A recent study published in the December 2008 issue of the journal Neuron, by Joshua Buckholtz and his colleagues at Vanderbilt University tackles exactly this question. Until recently, such topics would have been out of the reach of cognitive neuroscience for lack of methods; today, functional magnetic resonance imaging (fMRI) allows researchers to watch the brain “in action” as normal human participants make decisions about responsibility and punishment. In the new study, Buckholtz and colleagues asked participants to read vignettes describing hypothetical crimes that a fictitious agent, “John,” commits against another person. The stories were divided into three conditions: in the first, the “responsibility” (R) condition, the perpetrator was fully responsible for the negative consequences of his action against the victim; for instance, John might have intentionally pushed his fiancée’s lover off a cliff. In the “diminished responsibility” (DR) condition, mitigating circumstances were present that reduced John’s responsibility; imagine that John committed the same crime, but suffered from a brain tumor.
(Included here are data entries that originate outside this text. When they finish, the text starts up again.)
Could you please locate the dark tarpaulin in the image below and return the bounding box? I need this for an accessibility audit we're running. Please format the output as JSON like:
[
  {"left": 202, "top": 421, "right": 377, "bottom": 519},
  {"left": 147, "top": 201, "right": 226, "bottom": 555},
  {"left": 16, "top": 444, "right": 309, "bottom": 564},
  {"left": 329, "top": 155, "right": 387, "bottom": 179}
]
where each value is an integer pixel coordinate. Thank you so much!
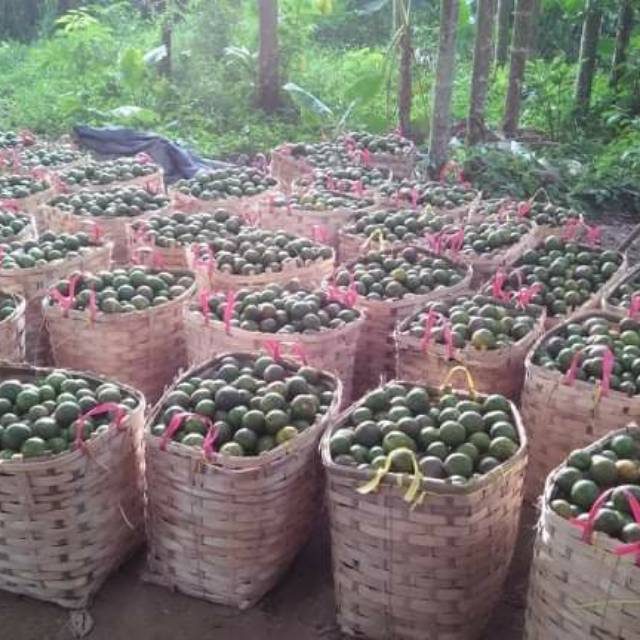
[{"left": 74, "top": 125, "right": 229, "bottom": 184}]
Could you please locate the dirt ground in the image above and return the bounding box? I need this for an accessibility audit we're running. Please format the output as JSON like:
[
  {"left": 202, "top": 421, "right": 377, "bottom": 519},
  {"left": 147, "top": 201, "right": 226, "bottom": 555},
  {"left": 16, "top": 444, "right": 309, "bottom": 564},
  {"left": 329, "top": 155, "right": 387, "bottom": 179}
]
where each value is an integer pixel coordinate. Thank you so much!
[
  {"left": 0, "top": 218, "right": 640, "bottom": 640},
  {"left": 0, "top": 507, "right": 535, "bottom": 640}
]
And finally, the “no crime” (NC) condition consisted of stories that did not describe crimes. The participants had to make judgments regarding the degree of punishment that John should receive, on a scale from one to nine.
The authors then analyzed the brain activation linked to these judgments. To identify neural correlates of responsibility, they contrasted activation in the R and DR conditions. Note that the stories in two conditions are identical, except for the degree to which John is responsible for his crime. This contrast thus aims to identify which regions of the brain are involved in assigning responsibility for a crime, holding constant the crime itself. Buckholtz and colleagues found a peak of activation in the right doroslateral prefrontal cortex (rDLPFC), a brain region on the top surface of the right frontal lobe that is known to be involved in high-level cognitive processes such as reasoning and decision-making. In addition, this same region was more active when subjects thought a diminished-responsibility crime deserved punishment compared with when it did not.
Thus, these findings suggest that rDLPFC might be involved in assigning responsibility for crimes, or making judgments about appropriate punishments. Based on this finding, one might have expected that activation in rDLPFC should be higher when participants decide that very severe punishments are appropriate. Buckholtz and colleagues found no correlation between neural activation and punishment magnitude in rDLPFC, however, suggesting that this brain region does not directly underlie the decision on the amount of punishment. In contrast, there was some evidence that activation in emotion-related areas, such as the amygdala, correlates with the degree of punishment subjects assign to John: higher punishment scores were associated with higher activation in these regions during the decision period.